Are you – that is what I hear them asking – for the sake of peace and quiet, going to acquiesce without contradicting when a minister of the interior is once again saying that people should be kept in a ‘concentrated’ way?
Are you going to cowardly grit your teeth, even when there is no need for cowardice? Who can harm you in your country, in your time, when you are speaking the truth? If this party, which is part of the government, is today calling for the protection of Jews in our country from the anti-Semitism of some Muslims coming to us, that would be right. And the right thing to do. Only – I do not believe these calls.
Anti-Islamism is to be justified by Philo-Semitism. This is as hypocritical as the love of Christianity in former days demonstrated by waving about a neon-light cross. Scapegoats is what the country needs. But is that so? Does our country really need scapegoats? Who thinks we are capable of such moral corruption? Is it possible to, on the one hand, write in an associated gazette that the prisoners liberated from Mauthausen were a ‘pest’ and, on the other hand, claim to be defenders and protectors of the Jews? It is possible, yes, it is.

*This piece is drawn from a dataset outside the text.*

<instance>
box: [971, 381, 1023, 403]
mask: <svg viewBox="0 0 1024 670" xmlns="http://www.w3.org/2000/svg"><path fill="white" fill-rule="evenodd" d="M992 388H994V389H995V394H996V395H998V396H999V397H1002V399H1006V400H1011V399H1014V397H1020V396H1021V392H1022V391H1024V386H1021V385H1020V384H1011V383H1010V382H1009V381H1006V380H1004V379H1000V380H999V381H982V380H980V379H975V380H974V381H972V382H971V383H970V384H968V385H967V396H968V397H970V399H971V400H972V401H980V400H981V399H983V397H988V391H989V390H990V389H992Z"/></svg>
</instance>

I am alarmed by the first and I do not believe the second.
And those who believe that are either idiots or pretend being idiots. In that case they are cynics. And I do not want to be either.

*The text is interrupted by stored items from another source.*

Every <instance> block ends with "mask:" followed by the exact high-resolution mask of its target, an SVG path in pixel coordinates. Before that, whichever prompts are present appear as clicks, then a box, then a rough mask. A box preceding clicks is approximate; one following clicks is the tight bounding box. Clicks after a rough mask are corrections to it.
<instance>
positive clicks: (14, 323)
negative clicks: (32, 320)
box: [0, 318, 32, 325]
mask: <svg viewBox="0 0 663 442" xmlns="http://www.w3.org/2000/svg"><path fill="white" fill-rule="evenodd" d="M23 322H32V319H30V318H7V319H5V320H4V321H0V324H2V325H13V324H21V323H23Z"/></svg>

Ladies and gentlemen, you have heard about the stories collected by the young people. And certainly you said to yourself if those poor people would only have been able to flee in those years. But, you know, even in those days there were people, everywhere in the world, priding themselves on having shut down escape routes.
I have taken a long time to think of the right words to say to you today. And I would have preferred not having been asked if I wanted to speak. But I was asked and I consider it as my duty as a citizen to do it. It would be so easy to list all the standards starting from ’Never again!’ reaching to ‘Never forget!’, these demonstrations of consternation coagulating into phrases as recommended for pupils’ essays so that the writer might get a good mark. But that would require acting as if. But I cannot and I do not want to do this, not on a day like this, at this gathering. I want to look the victims into the eyes, the victims who are speaking to me and to you with the help of the research and the stories of these young people and with the help of your and my imagination and who are listening now. And I also want to look myself into the eyes.
That is all I have to say. Thank you!
Translation: Hilde Grammel
Notes
- Wolfgang Sobotka is currently one of the three presidents of the Austrian National Assembly
- The ‘Protocols of the Elders of Zion’ are an anti-Semitic hoax purporting to describe a Jewish plan for global domination.